Closed Bug 112288 Opened 23 years ago Closed 2 months ago

window.ondragdrop JS event is not getting triggered.

Categories

(Core :: DOM: UI Events & Focus Handling, defect)

x86
All
defect

Tracking

()

RESOLVED INVALID
mozilla1.2alpha

People

(Reporter: madhur, Unassigned)

Details

(Keywords: helpwanted)

Attachments

(1 file)

platforms - all OS - all 2001-10-22-0.9.4 branch build (NS6.2) 2001-11-26-6.2.1 rtm build (NS6.2.1) Open the testcase and dragdrop any file or link onto this window. expected: an alert box is supposed to be displayed with the message "ondragdrop event has been triggered" actual: the ondragdrop JS event is not getting triggered. works fine on NS4.77
Attached file testcase
Is this really something we want untrusted web content to be able to detect?
Target Milestone: --- → mozilla1.2
QA Contact: madhur → rakeshmishra
It doesn't seem that this event is implemented.
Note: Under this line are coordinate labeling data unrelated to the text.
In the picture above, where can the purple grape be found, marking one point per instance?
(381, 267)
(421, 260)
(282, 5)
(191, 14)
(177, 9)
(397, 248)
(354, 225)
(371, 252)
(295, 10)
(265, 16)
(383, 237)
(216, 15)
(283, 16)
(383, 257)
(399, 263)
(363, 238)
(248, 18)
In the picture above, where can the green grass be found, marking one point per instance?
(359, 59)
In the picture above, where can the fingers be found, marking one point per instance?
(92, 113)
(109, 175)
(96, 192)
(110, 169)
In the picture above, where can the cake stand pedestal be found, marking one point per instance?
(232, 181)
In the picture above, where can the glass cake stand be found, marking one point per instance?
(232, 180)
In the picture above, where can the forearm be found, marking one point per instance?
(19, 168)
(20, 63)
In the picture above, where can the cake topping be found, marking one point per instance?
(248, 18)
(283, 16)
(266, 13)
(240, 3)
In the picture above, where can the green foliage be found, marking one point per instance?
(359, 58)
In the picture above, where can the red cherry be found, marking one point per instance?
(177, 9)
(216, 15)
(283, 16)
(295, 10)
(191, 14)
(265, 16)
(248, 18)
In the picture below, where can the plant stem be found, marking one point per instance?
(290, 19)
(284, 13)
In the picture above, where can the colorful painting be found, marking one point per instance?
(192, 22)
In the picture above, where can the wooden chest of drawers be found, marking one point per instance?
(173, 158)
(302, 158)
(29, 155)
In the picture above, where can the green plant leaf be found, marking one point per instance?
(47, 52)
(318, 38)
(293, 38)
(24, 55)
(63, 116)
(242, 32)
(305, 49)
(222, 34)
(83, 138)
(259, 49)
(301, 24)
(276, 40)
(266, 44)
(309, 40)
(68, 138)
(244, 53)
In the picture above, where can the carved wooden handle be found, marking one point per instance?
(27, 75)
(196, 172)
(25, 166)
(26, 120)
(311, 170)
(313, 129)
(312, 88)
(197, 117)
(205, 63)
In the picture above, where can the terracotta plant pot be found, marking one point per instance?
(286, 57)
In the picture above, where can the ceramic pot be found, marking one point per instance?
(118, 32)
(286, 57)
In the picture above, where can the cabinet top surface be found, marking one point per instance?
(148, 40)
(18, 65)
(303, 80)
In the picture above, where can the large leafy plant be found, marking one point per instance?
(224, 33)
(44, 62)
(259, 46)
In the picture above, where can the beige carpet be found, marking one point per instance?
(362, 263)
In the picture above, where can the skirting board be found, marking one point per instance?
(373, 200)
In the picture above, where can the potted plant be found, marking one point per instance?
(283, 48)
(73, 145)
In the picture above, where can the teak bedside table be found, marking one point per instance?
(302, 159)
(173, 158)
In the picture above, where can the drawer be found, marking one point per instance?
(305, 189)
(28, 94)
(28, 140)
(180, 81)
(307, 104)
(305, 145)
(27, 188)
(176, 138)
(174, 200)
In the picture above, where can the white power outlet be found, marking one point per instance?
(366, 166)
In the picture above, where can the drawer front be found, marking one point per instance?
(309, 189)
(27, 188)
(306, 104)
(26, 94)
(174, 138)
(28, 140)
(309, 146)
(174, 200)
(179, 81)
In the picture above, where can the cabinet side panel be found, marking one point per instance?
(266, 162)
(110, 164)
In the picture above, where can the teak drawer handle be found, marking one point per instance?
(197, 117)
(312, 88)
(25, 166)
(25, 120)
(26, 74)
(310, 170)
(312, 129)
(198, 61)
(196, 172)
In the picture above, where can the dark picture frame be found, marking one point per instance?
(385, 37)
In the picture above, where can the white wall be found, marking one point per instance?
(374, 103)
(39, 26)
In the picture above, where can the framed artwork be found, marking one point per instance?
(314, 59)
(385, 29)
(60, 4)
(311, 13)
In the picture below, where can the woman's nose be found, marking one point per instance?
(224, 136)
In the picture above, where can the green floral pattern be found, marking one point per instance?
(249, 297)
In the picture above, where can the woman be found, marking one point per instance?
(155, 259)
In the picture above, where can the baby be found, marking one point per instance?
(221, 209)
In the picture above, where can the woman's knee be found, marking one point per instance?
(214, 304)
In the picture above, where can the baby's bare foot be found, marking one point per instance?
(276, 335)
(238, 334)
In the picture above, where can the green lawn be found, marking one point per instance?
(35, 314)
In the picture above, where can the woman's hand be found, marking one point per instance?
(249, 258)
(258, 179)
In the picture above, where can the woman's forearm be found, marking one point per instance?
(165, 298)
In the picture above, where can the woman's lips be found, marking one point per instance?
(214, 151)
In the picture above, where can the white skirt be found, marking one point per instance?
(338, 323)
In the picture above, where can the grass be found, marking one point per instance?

It's also possible that I'm not using it correctly, but there isn't much documentation available (only found http://www.mozilla.org/docs/dom/domref/dom_window_ref57.html#1018270, which doesn't say much).
QA Contact: rakeshmishra → trix
Note that this works in NS4 and that this is useful for creating a web kiosk (see bug 152080).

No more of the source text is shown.